Uno de los principales puntos de preocupación es la desconexión entre la imagen macroeconómica de Paraguay —que logró grado de inversión— y la realidad interna del sector. “Hacia adentro, las deudas con proveedores van creciendo. Es una problemática real”, advirtió el titular del gremio.
Durante el conversatorio, los economistas coincidieron en que la calidad del gasto público es determinante para sostener la inversión en infraestructura. En particular, se puso el foco en la falta de focalización de los programas sociales, donde se estarían destinando más de US$ 1.000 millones al año sin mecanismos eficientes de control.
Esta situación, señalaron, reduce la capacidad del Estado para destinar recursos a obras estratégicas, generando un efecto directo sobre el dinamismo económico. Sin ajustes en este frente, el margen fiscal para impulsar infraestructura seguirá siendo limitado.
El debate también incluyó visiones contrapuestas sobre el rol del déficit. Mientras algunos especialistas plantearon la necesidad de mayor disciplina fiscal, otros defendieron la expansión del gasto como motor de crecimiento, especialmente cuando se destina a infraestructura.
Aun así, hubo un consenso claro: el cumplimiento de las obligaciones financieras del Estado es clave para sostener la confianza y garantizar previsibilidad, un factor central para la inversión.
Más allá del análisis técnico, el impacto ya se siente en el terreno. Heisecke describió un arranque de año marcado por la desaceleración del sector. “Las obras están muy lentas, muy despacio. Hay mucha gente que salió del sector”, señaló.
Si bien formalmente pocas obras están detenidas, el dirigente explicó que la mayoría opera a un ritmo inferior al previsto. “Es como ir a 60 km/h y luego pasar a 40 km/h”, graficó.
Este escenario tiene un efecto directo sobre el empleo.
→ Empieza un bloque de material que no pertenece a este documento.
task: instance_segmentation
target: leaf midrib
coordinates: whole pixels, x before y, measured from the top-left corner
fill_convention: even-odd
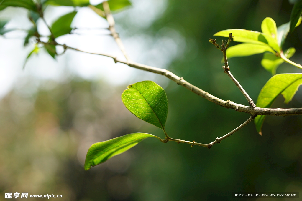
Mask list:
[[[140,93],[140,92],[137,89],[133,87],[131,88],[133,88],[133,89],[134,89],[136,90],[137,91],[137,92],[140,93],[140,94],[141,96],[142,96],[142,97],[143,97],[143,98],[145,100],[145,101],[146,101],[146,102],[148,104],[148,105],[149,105],[149,107],[150,108],[151,108],[151,109],[152,110],[152,111],[153,112],[153,113],[154,113],[154,114],[155,115],[155,116],[156,117],[156,118],[157,118],[157,119],[158,120],[158,121],[159,122],[159,124],[160,124],[161,126],[162,127],[162,129],[163,130],[164,130],[165,128],[164,128],[164,127],[163,126],[162,124],[162,122],[161,122],[160,120],[159,119],[159,118],[158,118],[158,117],[157,116],[157,115],[156,114],[156,113],[155,113],[155,112],[154,111],[154,110],[153,109],[153,108],[152,108],[152,107],[151,107],[151,106],[150,105],[150,104],[149,104],[149,102],[147,101],[147,99],[146,99],[145,98],[145,97],[144,97],[144,96],[143,95],[143,94],[142,94],[142,93]],[[152,93],[152,92],[151,92],[151,93]]]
El sector de la construcción es uno de los principales generadores de mano de obra, incluyendo trabajadores sin formación formal y perfiles técnicos especializados. Cuando la inversión se ralentiza, el impacto social es inmediato.
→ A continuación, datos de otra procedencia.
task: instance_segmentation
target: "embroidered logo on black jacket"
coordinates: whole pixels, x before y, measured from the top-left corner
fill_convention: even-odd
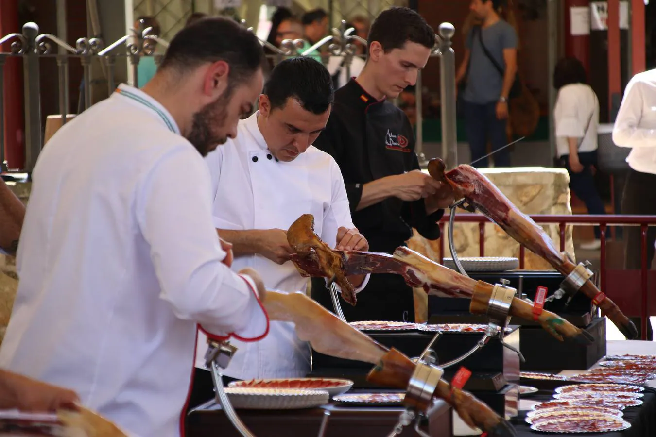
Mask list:
[[[402,152],[409,152],[408,139],[403,135],[394,135],[388,129],[385,135],[385,147],[390,150],[400,150]]]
“Cuando dejás de invertir, no solo faltan rutas u hospitales, también hay gente que se queda sin trabajo”, subrayó.
Presupuesto corto y expectativas por el nuevo equipo económico
A la desaceleración se suma un problema estructural: la brecha entre las obras previstas y los recursos disponibles. Según el gremialista, existen proyectos por cerca de US$ 1.000 millones, mientras que el presupuesto ronda los US$ 550 millones.
“El presupuesto es muy corto respecto a la realidad de las obras”, explicó Heisecke, anticipando posibles ajustes, ampliaciones presupuestarias o incluso demoras en la ejecución.
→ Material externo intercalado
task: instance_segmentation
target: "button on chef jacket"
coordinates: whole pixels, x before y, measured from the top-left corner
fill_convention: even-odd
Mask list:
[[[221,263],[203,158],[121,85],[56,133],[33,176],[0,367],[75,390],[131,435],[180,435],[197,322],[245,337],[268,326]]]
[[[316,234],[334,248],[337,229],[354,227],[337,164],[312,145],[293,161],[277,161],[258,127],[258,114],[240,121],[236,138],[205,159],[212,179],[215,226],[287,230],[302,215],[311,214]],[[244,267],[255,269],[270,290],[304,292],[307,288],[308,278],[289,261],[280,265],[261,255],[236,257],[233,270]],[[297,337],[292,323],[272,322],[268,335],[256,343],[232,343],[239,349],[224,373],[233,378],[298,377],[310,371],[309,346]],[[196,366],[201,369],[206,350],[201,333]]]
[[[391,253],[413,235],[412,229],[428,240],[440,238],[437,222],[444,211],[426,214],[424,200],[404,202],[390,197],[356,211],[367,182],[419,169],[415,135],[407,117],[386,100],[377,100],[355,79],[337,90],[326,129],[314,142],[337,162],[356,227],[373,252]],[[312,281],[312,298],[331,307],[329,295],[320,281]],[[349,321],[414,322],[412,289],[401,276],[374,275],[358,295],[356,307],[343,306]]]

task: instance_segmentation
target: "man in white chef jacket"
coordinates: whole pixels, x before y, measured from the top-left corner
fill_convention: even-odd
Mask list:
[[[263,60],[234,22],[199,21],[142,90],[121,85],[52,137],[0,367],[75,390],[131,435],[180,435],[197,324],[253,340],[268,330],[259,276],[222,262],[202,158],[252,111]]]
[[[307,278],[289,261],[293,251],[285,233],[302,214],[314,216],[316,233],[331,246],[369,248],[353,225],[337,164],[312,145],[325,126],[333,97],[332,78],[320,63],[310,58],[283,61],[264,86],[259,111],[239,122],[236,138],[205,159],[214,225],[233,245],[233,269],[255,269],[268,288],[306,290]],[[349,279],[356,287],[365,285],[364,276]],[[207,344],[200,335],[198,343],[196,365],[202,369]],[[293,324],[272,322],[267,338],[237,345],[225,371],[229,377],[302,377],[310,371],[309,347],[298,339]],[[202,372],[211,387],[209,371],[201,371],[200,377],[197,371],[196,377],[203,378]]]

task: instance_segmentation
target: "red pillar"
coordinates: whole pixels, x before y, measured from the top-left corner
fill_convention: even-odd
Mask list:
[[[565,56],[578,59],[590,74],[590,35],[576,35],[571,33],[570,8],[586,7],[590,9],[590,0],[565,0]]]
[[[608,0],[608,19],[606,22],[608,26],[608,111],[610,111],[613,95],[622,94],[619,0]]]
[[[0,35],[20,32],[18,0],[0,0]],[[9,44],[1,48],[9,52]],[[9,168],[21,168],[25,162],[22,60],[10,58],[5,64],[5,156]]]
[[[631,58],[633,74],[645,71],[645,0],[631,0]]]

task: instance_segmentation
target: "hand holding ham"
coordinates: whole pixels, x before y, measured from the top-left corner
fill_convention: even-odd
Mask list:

En este contexto, el cambio en el Ministerio de Economía y Finanzas generó expectativas moderadas en el sector. Desde Capaco valoraron las primeras señales, como el compromiso de avanzar en un plan de pagos para reducir la deuda acumulada.
“Nos pidió confianza y vimos que empezó a cumplir”, señaló el presidente del gremio, aunque aclaró que el escenario sigue siendo desafiante.
El mensaje final del sector es claro: sin previsibilidad, cumplimiento de compromisos y una mejor asignación del gasto, la inversión en infraestructura —clave para el crecimiento— seguirá condicionada. Y, con ella, también el empleo y la actividad económica.